Georges Tron, jugé pour viols et agressions sexuelles, est acquitté

L'avocat général avait requis six ans de prison ferme contre le maire de Draveil (Essonne), après l'avoir considéré comme "meneur" des scènes dénoncées.

Georges Tron, le 15 novembre 2018, dans le tribunal de Bobigny (Seine-Saint-Denis).
Georges Tron, le 15 novembre 2018, dans le tribunal de Bobigny (Seine-Saint-Denis). (GEOFFROY VAN DER HASSELT / AFP)

Georges Tron, ex-secrétaire d'Etat à la Fonction publique et maire de Draveil (Essonne) depuis 1995, a été acquitté, jeudi 15 novembre, par la cour d'assises de Seine-Saint-Denis. Depuis le 23 octobre, il était jugé, aux côtés de Brigitte Gruel, son ancienne adjointe à la Culture, pour viols et agressions sexuelles sur deux anciennes employées municipales. Elle a également été acquittée.

A l'issue du verdict, Georges Tron et Brigitte Gruel ont longuement embrassé leurs proches venus les soutenir. L'une des plaignantes, Eva Loubrieu, est rapidement sortie de la salle d'audience tandis que Virginie Ettel pleurait sur le banc des parties civiles. Elle a plus tard fait un malaise. "La déception est grande, beaucoup d'amertume. Le combat que je mène depuis des années, je tiens à dire que je ne lâcherai pas", a réagi très émue Eva Loubrieu. "Je ne lâcherai rien, ni hier, ni aujourd'hui, ni demain."

"Je suis totalement innocent des faits"

Mercredi, l'avocat général avait requis six ans de prison ferme contre Georges Tron, "meneur" selon lui des scènes dénoncées. Quatre ans de prison ont été réclamés contre Brigitte Gruel, considérée par l'avocat général comme "petit soldat". Il avait également demandé que les accusés soient déclarés inéligibles pendant cinq ans et inscrits sur le fichier des délinquants sexuels. Le ministère public a dix jours pour faire appel.

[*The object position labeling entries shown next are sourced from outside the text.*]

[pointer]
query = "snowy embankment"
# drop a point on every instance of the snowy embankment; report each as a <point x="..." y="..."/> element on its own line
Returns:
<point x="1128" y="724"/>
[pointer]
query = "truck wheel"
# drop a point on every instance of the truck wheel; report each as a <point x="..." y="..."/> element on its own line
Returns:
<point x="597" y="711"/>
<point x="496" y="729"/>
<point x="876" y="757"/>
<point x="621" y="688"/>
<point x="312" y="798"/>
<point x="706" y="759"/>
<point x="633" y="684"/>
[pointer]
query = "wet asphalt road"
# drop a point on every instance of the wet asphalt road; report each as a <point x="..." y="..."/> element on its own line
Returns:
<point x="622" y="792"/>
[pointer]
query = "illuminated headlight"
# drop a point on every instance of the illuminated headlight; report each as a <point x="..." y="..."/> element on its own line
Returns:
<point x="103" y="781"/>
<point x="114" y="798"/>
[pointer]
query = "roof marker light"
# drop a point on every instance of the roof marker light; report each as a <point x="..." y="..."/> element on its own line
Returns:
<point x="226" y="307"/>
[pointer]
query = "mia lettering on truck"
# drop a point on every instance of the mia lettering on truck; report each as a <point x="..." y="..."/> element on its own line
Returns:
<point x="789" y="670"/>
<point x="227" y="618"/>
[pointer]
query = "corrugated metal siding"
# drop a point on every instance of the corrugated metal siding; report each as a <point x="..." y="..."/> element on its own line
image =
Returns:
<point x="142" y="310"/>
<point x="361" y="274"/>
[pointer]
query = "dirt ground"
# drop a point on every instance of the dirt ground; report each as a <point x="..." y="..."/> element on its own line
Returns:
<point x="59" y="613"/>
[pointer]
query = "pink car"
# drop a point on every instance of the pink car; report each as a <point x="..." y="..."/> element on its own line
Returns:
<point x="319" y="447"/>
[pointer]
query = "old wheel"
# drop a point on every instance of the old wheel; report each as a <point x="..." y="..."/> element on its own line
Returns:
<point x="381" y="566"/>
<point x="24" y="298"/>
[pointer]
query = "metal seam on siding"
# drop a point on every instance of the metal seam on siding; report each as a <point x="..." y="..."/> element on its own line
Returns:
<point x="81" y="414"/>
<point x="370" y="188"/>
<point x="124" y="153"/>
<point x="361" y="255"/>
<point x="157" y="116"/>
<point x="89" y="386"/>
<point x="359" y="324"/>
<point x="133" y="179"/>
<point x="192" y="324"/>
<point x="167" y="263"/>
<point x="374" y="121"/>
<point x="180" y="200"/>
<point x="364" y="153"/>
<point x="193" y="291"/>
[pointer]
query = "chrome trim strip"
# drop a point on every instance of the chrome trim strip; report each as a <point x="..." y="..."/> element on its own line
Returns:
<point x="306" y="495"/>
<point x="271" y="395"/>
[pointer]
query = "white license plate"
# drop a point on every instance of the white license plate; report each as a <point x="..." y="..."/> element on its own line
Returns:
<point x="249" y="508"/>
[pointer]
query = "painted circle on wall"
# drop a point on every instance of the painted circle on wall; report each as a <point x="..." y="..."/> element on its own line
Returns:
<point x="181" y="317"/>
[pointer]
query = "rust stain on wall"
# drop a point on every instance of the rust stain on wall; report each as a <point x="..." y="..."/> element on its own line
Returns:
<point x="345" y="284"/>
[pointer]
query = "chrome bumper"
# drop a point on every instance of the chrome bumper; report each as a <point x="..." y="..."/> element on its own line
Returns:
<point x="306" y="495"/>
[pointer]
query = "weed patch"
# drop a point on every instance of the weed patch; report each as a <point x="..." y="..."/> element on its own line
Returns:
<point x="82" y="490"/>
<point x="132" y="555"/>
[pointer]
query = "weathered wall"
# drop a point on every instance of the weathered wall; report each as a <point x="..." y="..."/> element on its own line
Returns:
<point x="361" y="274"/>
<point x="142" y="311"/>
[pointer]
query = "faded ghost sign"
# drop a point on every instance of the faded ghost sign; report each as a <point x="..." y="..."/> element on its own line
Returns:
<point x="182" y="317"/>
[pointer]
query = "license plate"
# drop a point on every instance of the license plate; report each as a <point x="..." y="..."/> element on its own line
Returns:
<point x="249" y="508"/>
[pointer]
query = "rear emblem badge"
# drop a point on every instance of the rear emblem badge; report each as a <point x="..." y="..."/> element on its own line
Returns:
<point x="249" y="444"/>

Les avocats de Georges Tron, avaient, eux, plaidé l'acquittement. Dans sa plaidoirie, Eric Dupond-Moretti s'en est pris à la presse, aux féministes et aux plaignantes. Il a décrit ces dernières comme "incohérentes, manipulatrices" et pense qu'elles se sont concertées dans leurs mensonges.

"J'ai passé sept années extrêmement difficiles. Je pense à ma famille. J'ai conscience que mon sort est entre vos mains. Je suis totalement innocent des faits qui me sont reprochés", avait déclaré Georges Tron, avant que la cour ne se retire à 9h30. "Je vous redis que je n'ai pas commis les faits, que je suis innocente", avait indiqué pour sa part Brigitte Gruel.